U.S. popularity in Germany on a steep decline in wake of spy scandal

Matthew Schofield - McClatchy Foreign Staff

November 08, 2013 05:10 AM

Sheesh, spy on a few dozen million Germans and they really get angry.

A new poll by German public television (ARD) indicates that only 35 percent of Germans still see the United States as a good partner. That figure has fallen 14 points since just this past July when about half of all Germans saw America as a partner they could trust.

The new poll, done Thursday, also indicates that 61 percent of Germans now see the United States as an untrustworthy partner.

The poll reflects the deep unhappiness in Germany over the spy scandal, which has seen outrage consistently build from the summer. The first reports were that a U.S. spy program was collecting phone calls and emails and social media communications of Germans. Last month it was alleged that they‘ve been tapping the personal cell phone of Chancellor Angela Merkel and that the top of the U.S. embassy in Berlin houses a big spy nest.

And it’s a steep decline in popularity here for a nation which since the end of World War II has seen the United States as a close friend, an essential ally, a protector and often a provider. To Germans, for decades, the United States was not just the ideal partner but an ideal.

The National Security Agency spy scandal appears to have torched that reputation, at a level beyond even that of the Iraq invasion split.

How steep is the slide in German feelings towards the United States?

Sixty percent of Germans consider Edward Snowden – former NSA employee and the man who exposed the extent of the American spy program in Germany and elsewhere and now a fugitive in Russia – to be a hero. That's right, the man American politicians call a traitor and officials say has done enormous damage to the United States is considered a hero here. A paltry 14 percent of Germans consider him to be a criminal.

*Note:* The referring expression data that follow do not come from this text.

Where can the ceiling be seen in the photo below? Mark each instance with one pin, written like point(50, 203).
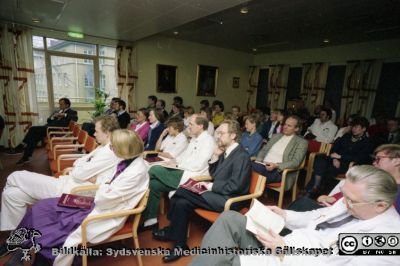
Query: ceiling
point(269, 25)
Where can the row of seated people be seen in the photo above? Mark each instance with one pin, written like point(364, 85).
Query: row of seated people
point(229, 166)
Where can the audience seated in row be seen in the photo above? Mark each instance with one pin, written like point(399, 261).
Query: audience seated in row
point(192, 162)
point(120, 191)
point(230, 170)
point(352, 147)
point(60, 118)
point(366, 207)
point(251, 141)
point(24, 187)
point(323, 129)
point(284, 150)
point(172, 141)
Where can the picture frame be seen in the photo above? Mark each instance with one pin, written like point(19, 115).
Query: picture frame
point(207, 78)
point(236, 82)
point(166, 78)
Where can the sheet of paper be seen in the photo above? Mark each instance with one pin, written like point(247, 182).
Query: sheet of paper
point(261, 218)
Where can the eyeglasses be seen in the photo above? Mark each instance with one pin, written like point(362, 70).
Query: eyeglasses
point(378, 158)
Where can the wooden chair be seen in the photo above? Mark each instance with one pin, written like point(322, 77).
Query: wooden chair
point(62, 137)
point(129, 230)
point(284, 185)
point(314, 148)
point(60, 131)
point(78, 143)
point(257, 185)
point(67, 160)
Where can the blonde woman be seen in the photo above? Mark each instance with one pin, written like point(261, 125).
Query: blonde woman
point(60, 226)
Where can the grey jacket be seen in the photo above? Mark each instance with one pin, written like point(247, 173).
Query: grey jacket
point(292, 156)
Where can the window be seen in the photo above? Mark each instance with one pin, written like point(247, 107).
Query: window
point(88, 80)
point(102, 82)
point(72, 74)
point(88, 52)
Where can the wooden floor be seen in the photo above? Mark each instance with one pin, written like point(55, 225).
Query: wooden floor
point(39, 163)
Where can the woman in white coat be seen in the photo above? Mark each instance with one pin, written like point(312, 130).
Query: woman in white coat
point(25, 188)
point(60, 227)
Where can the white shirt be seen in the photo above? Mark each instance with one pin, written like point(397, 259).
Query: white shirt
point(275, 154)
point(210, 128)
point(324, 132)
point(174, 145)
point(195, 157)
point(271, 130)
point(226, 154)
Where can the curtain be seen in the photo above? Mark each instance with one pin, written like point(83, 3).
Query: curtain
point(277, 86)
point(254, 72)
point(127, 75)
point(359, 89)
point(313, 84)
point(17, 85)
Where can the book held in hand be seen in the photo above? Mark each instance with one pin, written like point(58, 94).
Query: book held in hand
point(261, 218)
point(194, 186)
point(75, 201)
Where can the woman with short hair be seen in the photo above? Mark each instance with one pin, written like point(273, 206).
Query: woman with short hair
point(251, 140)
point(156, 128)
point(141, 126)
point(172, 141)
point(60, 226)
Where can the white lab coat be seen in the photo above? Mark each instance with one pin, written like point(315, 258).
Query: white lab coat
point(194, 160)
point(123, 193)
point(24, 187)
point(304, 235)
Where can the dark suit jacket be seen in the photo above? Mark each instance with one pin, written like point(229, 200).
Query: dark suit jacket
point(124, 119)
point(231, 178)
point(64, 121)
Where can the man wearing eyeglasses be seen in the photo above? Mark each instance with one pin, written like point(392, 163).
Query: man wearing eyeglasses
point(366, 207)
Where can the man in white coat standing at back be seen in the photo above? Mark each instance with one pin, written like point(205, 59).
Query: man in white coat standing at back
point(366, 207)
point(24, 187)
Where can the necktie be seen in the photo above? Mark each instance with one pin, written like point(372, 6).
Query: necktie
point(325, 225)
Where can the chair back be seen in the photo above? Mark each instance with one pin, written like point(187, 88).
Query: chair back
point(90, 144)
point(76, 130)
point(140, 208)
point(257, 185)
point(71, 125)
point(314, 146)
point(82, 136)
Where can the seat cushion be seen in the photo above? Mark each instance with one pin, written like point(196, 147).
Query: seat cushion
point(63, 164)
point(212, 216)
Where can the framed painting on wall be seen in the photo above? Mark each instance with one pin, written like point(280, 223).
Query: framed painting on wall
point(166, 78)
point(207, 78)
point(236, 82)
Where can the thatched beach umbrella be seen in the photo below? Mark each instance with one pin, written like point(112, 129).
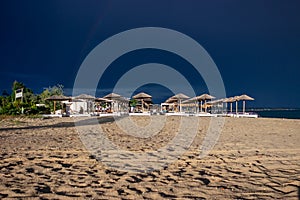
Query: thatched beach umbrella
point(245, 98)
point(55, 98)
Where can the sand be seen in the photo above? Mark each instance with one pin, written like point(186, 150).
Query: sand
point(253, 159)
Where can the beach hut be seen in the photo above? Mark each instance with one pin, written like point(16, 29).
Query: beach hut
point(244, 98)
point(178, 98)
point(201, 98)
point(230, 100)
point(144, 99)
point(118, 102)
point(56, 98)
point(85, 102)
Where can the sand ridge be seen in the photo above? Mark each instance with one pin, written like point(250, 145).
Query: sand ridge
point(253, 159)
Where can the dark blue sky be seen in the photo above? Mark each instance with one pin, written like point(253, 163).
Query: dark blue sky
point(255, 44)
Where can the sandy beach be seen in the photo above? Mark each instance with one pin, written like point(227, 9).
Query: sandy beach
point(253, 159)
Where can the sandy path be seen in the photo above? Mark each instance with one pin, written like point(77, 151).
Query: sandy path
point(253, 159)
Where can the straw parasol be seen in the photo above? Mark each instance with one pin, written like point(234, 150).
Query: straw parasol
point(244, 98)
point(55, 98)
point(203, 97)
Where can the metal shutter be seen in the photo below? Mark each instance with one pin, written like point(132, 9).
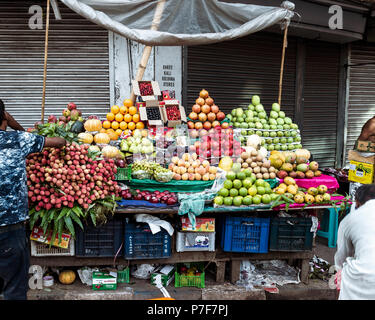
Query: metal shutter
point(233, 71)
point(77, 70)
point(319, 132)
point(361, 105)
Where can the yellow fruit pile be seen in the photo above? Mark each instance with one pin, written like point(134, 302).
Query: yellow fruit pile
point(122, 119)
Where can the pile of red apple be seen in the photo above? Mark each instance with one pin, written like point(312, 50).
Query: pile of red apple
point(217, 143)
point(67, 177)
point(205, 113)
point(166, 197)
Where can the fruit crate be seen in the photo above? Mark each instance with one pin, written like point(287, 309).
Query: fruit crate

As there is a move among several political parties to grant Snowden asylum, or even witness protection status, in Germany, these numbers could provide strong political cover.

And, meanwhile, President Barack Obama’s star appears to have morphed into a red dwarf here. In April 2010, a whooping 88 percent said they liked his politics. This week, that number had been cut in half, down to 43 percent.  

The upside of the poll might be that the United States is still seen as more trustworthy a partner than Russia, but only just. Russia, which, remember, did impose communism on half this nation in the wake of World War II, was seen in the poll as an untrustworthy partner by 74 percent of Germans.